The institution expects monetary authorities to tolerate an anticipated 1.5 percentage point acceleration in annual inflation metrics. Matejka stressed that inflation expectations remain firmly anchored and shouldn’t drift materially higher.
Projections for S&P 500 earnings per share in 2026 have maintained their upward momentum. The ISM manufacturing index, a key barometer of US economic activity, has reached levels not seen in three years. European corporate earnings growth could hit 18.2% during the current calendar year.
Citigroup’s Economic Surprises Index also registers decidedly positive readings at present, the report noted.

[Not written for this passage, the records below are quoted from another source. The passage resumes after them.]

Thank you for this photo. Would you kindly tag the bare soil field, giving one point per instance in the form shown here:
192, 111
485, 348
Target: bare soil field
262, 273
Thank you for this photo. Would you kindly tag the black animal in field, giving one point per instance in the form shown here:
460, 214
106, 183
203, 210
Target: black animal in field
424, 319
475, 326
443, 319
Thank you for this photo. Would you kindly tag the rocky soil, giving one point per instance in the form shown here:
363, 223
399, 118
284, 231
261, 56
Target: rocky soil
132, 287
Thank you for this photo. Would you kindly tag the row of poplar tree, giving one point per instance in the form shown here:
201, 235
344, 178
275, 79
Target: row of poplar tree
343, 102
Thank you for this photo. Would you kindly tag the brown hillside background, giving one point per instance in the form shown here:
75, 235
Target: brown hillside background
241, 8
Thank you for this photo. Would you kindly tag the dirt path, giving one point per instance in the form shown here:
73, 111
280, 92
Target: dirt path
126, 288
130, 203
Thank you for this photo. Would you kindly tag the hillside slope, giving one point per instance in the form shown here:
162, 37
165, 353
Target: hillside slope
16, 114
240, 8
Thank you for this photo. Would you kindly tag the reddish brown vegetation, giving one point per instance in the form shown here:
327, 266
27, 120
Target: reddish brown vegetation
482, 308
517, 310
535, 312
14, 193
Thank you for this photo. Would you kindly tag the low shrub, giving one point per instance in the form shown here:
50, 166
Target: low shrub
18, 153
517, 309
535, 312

JPMorgan’s Preferred Investment Areas
JPMorgan anticipates that international equities and developing market stocks will reclaim their leadership over American shares. The bank also expresses preference for smaller capitalization companies and value-oriented investments relative to growth stocks.
Prior to the Iran-related turmoil, foreign stocks had already established an 11% performance advantage over US markets. JPMorgan forecasts this pattern will reassert itself during the latter half of 2026 as military confrontations subside and the dollar’s safe-haven appeal diminishes.
Developing market stock valuations continue trading at a 34% markdown compared to developed nation equities. MSCI Europe currently trades at 14 times projected 2026 earnings, while the S&P 500 commands a 19.5 multiple.
Matejka predicted that capital flows into emerging markets, which paused during the conflict period, will recommence. The bank’s comparative performance analysis suggests fresh record highs could materialize in the year’s second half.